Data mining looks through a large amount of data to extract useful information. The most
important and popular data mining techniques are classification, association, clustering,
prediction and sequential patterns. In health concern businesses, data mining plays an
important role in early prediction of diseases. In general to detect a disease numerous tests
must be conducted in a patient. The usage of data mining techniques in disease prediction is
to reduce the test and increase the accuracy of rate of detection. One of the most common
diseases among young adult is Diabetes mellitus. This develops at a middle age and more
common in obese children and adolescents. In order to reduce the population with diabetes
mellitus it should be detected at an earlier stage, hence a quick and efficient detection
mechanism has to be discovered. The principle of this study is to apply various data mining
techniques which are noteworthy to prediction of diabetes mellitus and extract hidden
patterns from the PIMA Indian diabetes dataset available at UCI Machine Learning
Repository.

CHAPTER 3

METHODOLGY
3.1 AIM OF THE PROJECT

 The primary aim of the present study was to implement models to predict DT2M
applying data mining techniques.

 Implementing data mining techniques for the prediction of the DT2M.

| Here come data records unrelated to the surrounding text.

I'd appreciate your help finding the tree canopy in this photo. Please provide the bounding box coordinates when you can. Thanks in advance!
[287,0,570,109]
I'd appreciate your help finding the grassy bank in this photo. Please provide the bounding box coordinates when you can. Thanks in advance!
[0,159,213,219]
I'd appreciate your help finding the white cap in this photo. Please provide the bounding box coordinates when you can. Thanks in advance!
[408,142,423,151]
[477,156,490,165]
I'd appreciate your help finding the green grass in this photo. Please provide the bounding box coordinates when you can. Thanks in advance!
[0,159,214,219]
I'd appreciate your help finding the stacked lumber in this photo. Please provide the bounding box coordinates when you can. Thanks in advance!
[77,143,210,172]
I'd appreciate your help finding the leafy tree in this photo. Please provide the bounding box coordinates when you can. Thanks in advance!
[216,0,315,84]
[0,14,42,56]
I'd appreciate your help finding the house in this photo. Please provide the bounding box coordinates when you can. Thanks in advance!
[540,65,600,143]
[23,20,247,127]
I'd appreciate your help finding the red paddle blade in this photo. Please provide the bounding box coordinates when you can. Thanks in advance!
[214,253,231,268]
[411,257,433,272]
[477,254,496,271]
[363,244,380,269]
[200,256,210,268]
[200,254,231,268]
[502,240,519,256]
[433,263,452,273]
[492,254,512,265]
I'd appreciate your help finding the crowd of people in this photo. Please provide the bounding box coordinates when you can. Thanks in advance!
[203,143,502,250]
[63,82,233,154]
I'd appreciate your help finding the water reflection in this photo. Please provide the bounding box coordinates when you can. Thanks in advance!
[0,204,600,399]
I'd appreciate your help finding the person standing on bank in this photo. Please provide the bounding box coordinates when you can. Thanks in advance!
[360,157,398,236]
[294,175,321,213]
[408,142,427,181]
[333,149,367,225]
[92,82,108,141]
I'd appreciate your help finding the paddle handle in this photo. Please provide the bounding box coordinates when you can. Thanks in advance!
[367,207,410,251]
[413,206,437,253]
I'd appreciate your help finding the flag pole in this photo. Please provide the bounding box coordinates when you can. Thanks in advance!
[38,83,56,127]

 Selecting the best model for the T2DM prediction.

 Comparing the performance of various data mining techniques for the algorithm's
implementation.

3.2 EXISTING SYSTEM

The existing system was taking in order to meets the demands of this system and solve the
problems of the existing system by implementing the naïve beyes classifier.

DISADVANTAGES OF EXISTING SYSTEM

● The system is not fully automated; it needs extensive manual data from the user for a
full diagnosis.

3.3 PROPOSED SYSTEM

The proposed diabetes prediction system has two main stages: data preparation and
classification. The input into the system is the dataset and the output will be one class
which represents "healthy" or "diabetic". We have applied the K-Nearest Neighbor (KNN)
algorithm on the training and test sample data and obtained results for different values of
K (number of nearest neighbors).

3.3.1 ADVANTAGES OF PROPOSED SYSTEM

● User can diagnose their diabetes and get instant result.

● K- Nearest neighbor Algorithm is a fast, highly scalable algorithm.


3.4 SYSTEM ARCHITECTURE

Fig no 3.4 :system Architecture


3.5 SYSTEM REQUIREMENTS :

3.5.1 HARDWARE REQUIREMENTS :


● System : Pentium Dual Core.
● Hard Disk : 120 GB.
● Monitor : 15’’ LED
● Input Devices : Keyboard, Mouse ● Ram : 4 GB.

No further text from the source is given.